Still must I hear? -- shall hoarse Fitzgerald bawl
His creaking couplets in a tavern hall,
And I not sing, lest, haply, Scotch reviews
Should dub me scribbler, and denounce my muse?
Prepare for rhyme -- I'll publish, right or wrong:
Fools are my theme, let satire be my song.

O nature's noblest gift -- my grey goose-quill!
Slave of my thoughts, obedient to my will,
Torn from thy parent bird to form a pen,
That mighty instrument of little men!
The pen! foredoom'd to aid the mental throes
Of brains that labour, big with verse or prose,
Though nymphs forsake, and critics may deride,
The lover's solace, and the author's pride.
What wits, what poets dost thou daily raise!
How frequent is thy use, how small thy praise!
Condemn'd at length to be forgotten quite,
With all the pages which 'twas thine to write.
But thou, at least, mine own especial pen!
Once laid aside, but now assumed again,
Our task complete, like Hamet's shall be free;
Though spurn'd by others, yet beloved by me:
Then let us soar today, no common theme,
No eastern vision, no distemper'd dream
Inspires -- our path, though full of thorns, is plain;
Smooth be the verse, and easy be the strain.

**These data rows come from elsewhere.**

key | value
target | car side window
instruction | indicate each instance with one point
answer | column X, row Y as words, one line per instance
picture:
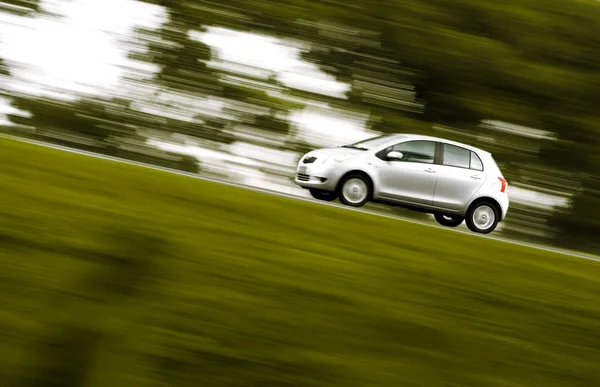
column 454, row 156
column 416, row 151
column 476, row 162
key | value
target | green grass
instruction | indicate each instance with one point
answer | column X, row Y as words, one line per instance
column 115, row 275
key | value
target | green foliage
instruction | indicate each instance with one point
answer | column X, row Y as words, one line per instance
column 175, row 281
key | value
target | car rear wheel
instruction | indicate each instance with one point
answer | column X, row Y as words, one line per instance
column 319, row 194
column 355, row 190
column 482, row 217
column 449, row 221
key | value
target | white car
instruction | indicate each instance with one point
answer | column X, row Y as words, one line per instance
column 453, row 181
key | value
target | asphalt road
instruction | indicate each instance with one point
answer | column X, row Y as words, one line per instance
column 374, row 210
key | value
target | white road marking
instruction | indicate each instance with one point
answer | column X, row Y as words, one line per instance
column 305, row 199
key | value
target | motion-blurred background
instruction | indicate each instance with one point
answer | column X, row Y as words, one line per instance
column 240, row 89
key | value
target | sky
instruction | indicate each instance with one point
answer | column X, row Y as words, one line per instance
column 82, row 53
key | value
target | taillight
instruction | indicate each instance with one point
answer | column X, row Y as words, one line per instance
column 504, row 184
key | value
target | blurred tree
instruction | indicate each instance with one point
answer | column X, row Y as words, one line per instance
column 4, row 68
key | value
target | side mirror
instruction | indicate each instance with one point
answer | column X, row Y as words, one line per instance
column 395, row 156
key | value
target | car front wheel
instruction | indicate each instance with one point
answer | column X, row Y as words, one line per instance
column 482, row 217
column 319, row 194
column 355, row 190
column 449, row 221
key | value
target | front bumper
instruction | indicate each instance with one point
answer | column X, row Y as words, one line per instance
column 320, row 176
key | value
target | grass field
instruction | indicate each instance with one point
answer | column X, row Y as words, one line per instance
column 116, row 275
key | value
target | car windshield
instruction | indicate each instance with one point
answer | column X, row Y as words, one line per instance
column 371, row 143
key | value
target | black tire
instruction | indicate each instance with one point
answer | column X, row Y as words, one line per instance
column 449, row 221
column 483, row 207
column 319, row 194
column 361, row 198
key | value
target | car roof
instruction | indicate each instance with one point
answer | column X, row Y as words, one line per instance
column 410, row 136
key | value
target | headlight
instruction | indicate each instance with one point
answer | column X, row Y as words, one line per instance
column 338, row 158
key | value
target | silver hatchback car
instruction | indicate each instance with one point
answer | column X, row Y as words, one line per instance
column 453, row 181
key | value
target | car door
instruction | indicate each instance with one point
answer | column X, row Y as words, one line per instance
column 459, row 177
column 412, row 179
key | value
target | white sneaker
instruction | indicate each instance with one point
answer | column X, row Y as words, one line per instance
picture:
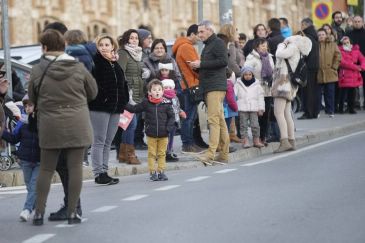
column 24, row 215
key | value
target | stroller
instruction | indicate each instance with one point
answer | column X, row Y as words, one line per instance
column 8, row 152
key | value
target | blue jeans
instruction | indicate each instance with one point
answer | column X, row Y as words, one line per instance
column 128, row 135
column 30, row 173
column 188, row 124
column 328, row 91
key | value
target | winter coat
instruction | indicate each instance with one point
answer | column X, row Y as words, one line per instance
column 62, row 111
column 251, row 98
column 274, row 39
column 152, row 64
column 133, row 74
column 235, row 59
column 83, row 53
column 29, row 145
column 160, row 118
column 184, row 51
column 254, row 60
column 214, row 61
column 112, row 87
column 313, row 56
column 230, row 103
column 296, row 45
column 357, row 37
column 351, row 61
column 329, row 60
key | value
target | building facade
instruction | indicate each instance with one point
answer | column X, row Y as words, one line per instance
column 167, row 18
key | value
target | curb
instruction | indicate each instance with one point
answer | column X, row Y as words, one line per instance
column 15, row 177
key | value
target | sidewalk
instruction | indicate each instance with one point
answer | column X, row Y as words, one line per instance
column 307, row 132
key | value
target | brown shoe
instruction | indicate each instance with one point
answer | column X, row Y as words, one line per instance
column 131, row 155
column 245, row 143
column 122, row 156
column 257, row 143
column 284, row 146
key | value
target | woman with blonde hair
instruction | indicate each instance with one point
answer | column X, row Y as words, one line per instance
column 105, row 109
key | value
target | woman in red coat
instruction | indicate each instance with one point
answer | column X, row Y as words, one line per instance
column 352, row 63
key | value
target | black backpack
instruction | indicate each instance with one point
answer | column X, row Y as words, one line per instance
column 299, row 77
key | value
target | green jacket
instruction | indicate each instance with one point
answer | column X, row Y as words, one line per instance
column 214, row 61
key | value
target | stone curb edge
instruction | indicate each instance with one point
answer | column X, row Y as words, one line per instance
column 15, row 178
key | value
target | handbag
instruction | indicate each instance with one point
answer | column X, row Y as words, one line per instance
column 196, row 95
column 32, row 119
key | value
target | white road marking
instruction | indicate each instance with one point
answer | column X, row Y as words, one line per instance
column 199, row 178
column 224, row 171
column 104, row 209
column 135, row 197
column 264, row 161
column 13, row 192
column 165, row 188
column 39, row 238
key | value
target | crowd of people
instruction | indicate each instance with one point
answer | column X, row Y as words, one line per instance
column 79, row 90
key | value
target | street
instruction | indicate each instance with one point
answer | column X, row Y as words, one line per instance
column 314, row 194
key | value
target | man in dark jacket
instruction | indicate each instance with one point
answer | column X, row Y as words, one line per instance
column 357, row 37
column 336, row 25
column 275, row 37
column 212, row 75
column 310, row 92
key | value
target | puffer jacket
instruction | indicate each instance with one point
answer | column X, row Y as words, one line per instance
column 184, row 51
column 251, row 98
column 160, row 118
column 112, row 88
column 329, row 60
column 214, row 61
column 63, row 114
column 350, row 76
column 296, row 45
column 253, row 60
column 133, row 74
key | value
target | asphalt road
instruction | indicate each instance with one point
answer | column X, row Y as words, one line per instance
column 315, row 194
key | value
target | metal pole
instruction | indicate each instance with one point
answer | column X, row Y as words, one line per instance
column 5, row 28
column 225, row 12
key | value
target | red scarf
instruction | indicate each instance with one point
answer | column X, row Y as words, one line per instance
column 169, row 93
column 154, row 100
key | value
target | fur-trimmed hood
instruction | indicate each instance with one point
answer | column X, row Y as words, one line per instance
column 303, row 43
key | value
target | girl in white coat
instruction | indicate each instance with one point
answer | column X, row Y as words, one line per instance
column 283, row 91
column 251, row 104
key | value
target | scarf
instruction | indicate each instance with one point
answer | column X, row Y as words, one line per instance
column 154, row 100
column 169, row 93
column 134, row 51
column 266, row 70
column 111, row 57
column 247, row 83
column 347, row 47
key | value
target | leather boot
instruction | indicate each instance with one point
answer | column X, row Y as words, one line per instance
column 284, row 146
column 292, row 143
column 232, row 133
column 257, row 143
column 131, row 155
column 122, row 156
column 245, row 143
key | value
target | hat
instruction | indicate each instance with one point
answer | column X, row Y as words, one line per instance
column 25, row 99
column 246, row 69
column 168, row 83
column 143, row 34
column 167, row 66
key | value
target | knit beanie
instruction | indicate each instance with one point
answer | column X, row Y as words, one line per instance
column 168, row 83
column 143, row 34
column 167, row 66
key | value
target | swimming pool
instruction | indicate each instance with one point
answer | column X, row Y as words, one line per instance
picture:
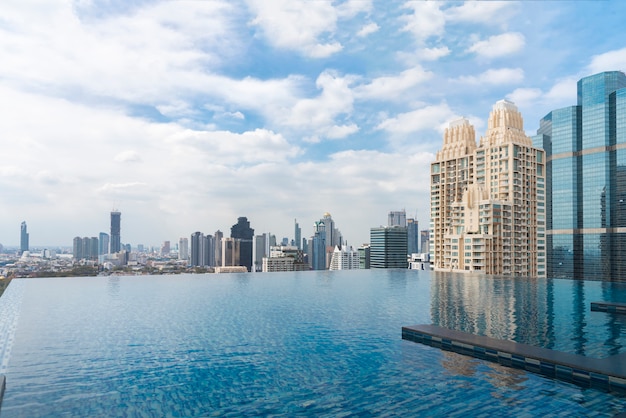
column 306, row 343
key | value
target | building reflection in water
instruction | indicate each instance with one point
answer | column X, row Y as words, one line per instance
column 549, row 313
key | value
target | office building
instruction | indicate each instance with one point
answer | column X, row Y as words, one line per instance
column 260, row 251
column 116, row 224
column 165, row 248
column 231, row 252
column 284, row 258
column 364, row 256
column 396, row 218
column 217, row 242
column 424, row 241
column 344, row 258
column 487, row 201
column 242, row 231
column 388, row 247
column 586, row 181
column 317, row 256
column 412, row 236
column 103, row 243
column 198, row 251
column 183, row 249
column 24, row 245
column 85, row 248
column 297, row 233
column 333, row 236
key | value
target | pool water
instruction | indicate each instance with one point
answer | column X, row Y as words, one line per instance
column 293, row 344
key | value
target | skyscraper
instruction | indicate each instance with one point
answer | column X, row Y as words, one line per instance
column 333, row 236
column 24, row 246
column 116, row 223
column 424, row 241
column 586, row 181
column 183, row 248
column 260, row 251
column 103, row 243
column 197, row 249
column 487, row 202
column 388, row 247
column 297, row 233
column 217, row 247
column 231, row 252
column 318, row 246
column 396, row 218
column 242, row 231
column 412, row 236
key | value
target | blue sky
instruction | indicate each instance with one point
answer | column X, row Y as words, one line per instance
column 185, row 115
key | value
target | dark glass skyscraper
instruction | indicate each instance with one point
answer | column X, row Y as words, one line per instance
column 242, row 231
column 412, row 231
column 116, row 224
column 586, row 181
column 24, row 246
column 388, row 247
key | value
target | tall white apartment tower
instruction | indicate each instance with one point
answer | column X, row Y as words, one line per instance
column 488, row 201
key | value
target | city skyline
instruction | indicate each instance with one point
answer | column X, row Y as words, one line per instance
column 185, row 116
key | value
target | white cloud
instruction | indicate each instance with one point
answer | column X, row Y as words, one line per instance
column 524, row 97
column 427, row 19
column 128, row 156
column 351, row 8
column 120, row 56
column 433, row 54
column 392, row 87
column 297, row 25
column 317, row 115
column 609, row 61
column 487, row 12
column 233, row 149
column 433, row 117
column 499, row 45
column 338, row 132
column 494, row 76
column 368, row 29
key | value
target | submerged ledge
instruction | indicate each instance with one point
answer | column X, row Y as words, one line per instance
column 608, row 374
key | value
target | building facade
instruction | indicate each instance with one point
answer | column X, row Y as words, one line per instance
column 396, row 218
column 586, row 181
column 344, row 258
column 183, row 249
column 388, row 247
column 85, row 248
column 488, row 201
column 412, row 232
column 116, row 227
column 284, row 258
column 24, row 244
column 242, row 231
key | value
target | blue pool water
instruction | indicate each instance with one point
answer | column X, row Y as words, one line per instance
column 293, row 344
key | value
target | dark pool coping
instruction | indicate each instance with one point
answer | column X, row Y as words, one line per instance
column 610, row 307
column 608, row 373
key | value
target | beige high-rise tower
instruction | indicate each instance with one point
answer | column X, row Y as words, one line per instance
column 488, row 201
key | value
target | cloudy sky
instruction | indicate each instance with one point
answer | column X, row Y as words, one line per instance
column 185, row 115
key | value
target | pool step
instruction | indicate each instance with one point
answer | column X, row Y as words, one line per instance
column 608, row 374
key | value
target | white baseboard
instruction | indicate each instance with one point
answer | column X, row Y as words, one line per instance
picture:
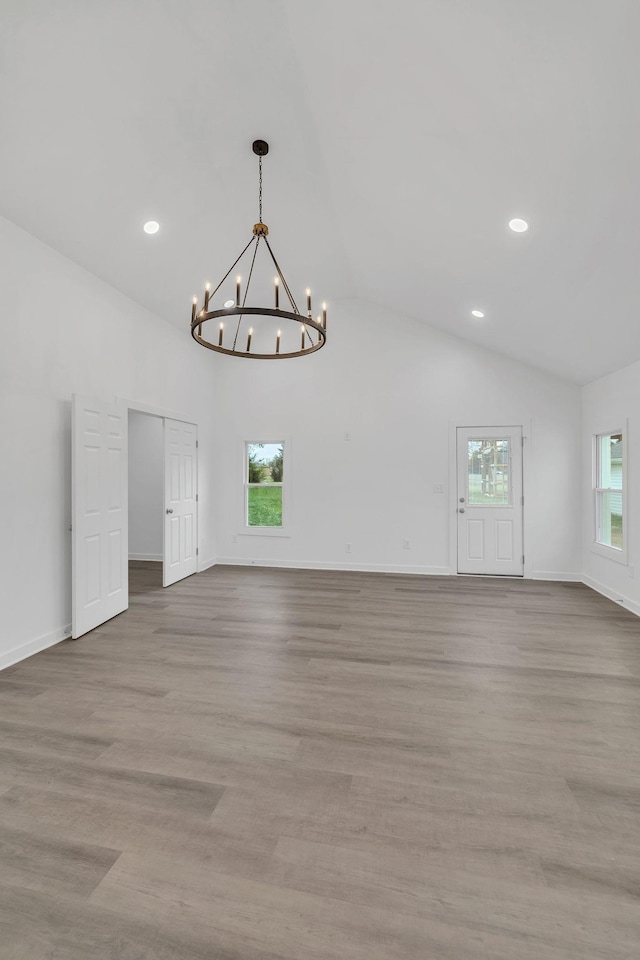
column 319, row 565
column 555, row 575
column 631, row 605
column 34, row 646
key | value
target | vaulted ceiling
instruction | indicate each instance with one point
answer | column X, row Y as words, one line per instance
column 404, row 135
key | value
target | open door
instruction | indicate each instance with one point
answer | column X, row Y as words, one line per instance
column 100, row 578
column 180, row 521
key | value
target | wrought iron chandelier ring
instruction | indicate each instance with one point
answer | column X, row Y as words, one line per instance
column 303, row 322
column 313, row 333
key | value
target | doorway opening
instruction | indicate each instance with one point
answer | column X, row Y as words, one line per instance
column 146, row 502
column 162, row 486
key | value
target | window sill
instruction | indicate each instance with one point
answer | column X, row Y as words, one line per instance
column 611, row 553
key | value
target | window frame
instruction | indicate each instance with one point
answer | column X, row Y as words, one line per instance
column 251, row 531
column 617, row 554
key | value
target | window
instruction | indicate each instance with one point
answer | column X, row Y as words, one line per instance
column 264, row 473
column 609, row 494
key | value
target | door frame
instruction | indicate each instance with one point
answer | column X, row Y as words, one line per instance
column 527, row 524
column 153, row 411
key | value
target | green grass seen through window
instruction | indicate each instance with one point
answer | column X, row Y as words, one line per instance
column 265, row 506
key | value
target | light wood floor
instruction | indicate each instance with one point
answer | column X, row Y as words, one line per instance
column 299, row 765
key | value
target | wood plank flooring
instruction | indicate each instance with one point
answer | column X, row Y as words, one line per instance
column 264, row 764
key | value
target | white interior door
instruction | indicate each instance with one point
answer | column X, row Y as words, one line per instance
column 180, row 520
column 100, row 577
column 490, row 501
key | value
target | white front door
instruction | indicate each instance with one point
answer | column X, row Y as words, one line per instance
column 489, row 501
column 100, row 578
column 180, row 526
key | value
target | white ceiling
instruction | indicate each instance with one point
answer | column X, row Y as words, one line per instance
column 404, row 135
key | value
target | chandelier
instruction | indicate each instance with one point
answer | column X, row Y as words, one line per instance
column 296, row 334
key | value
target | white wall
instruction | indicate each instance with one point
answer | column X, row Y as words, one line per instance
column 146, row 486
column 396, row 386
column 65, row 331
column 606, row 405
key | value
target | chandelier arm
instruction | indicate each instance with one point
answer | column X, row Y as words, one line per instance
column 281, row 275
column 246, row 290
column 213, row 293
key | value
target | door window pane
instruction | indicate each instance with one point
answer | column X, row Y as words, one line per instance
column 488, row 472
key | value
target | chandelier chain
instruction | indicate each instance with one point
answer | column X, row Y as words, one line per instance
column 246, row 290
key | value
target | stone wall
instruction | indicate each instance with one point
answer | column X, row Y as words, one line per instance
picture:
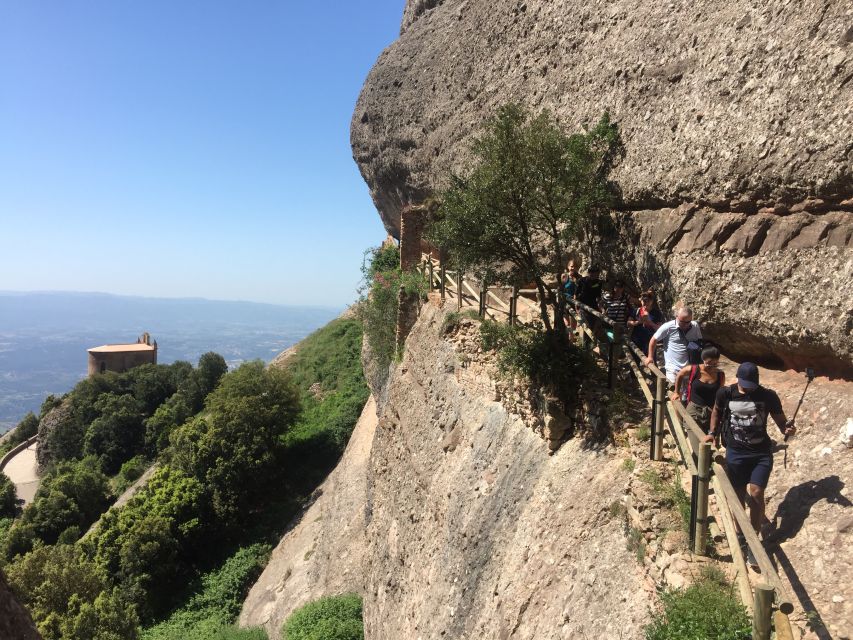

When Vice triumphant holds her sov'reign sway,
Obey'd by all who nought beside obey;
When Folly, frequent harbinger of crime,
Bedecks her cap with bells of every clime;
When knaves and fools combined o'er all prevail,
And weigh their justice in a golden scale;
E'en then the boldest start from public sneers,
Afraid of shame, unknown to other fears,
More darkly sin, by satire kept in awe,
And shrink from ridicule, though not from law.

Such is the force of wit! but not belong
To me the arrows of satiric song;
The royal vices of our age demand
A keener weapon, and a mightier hand.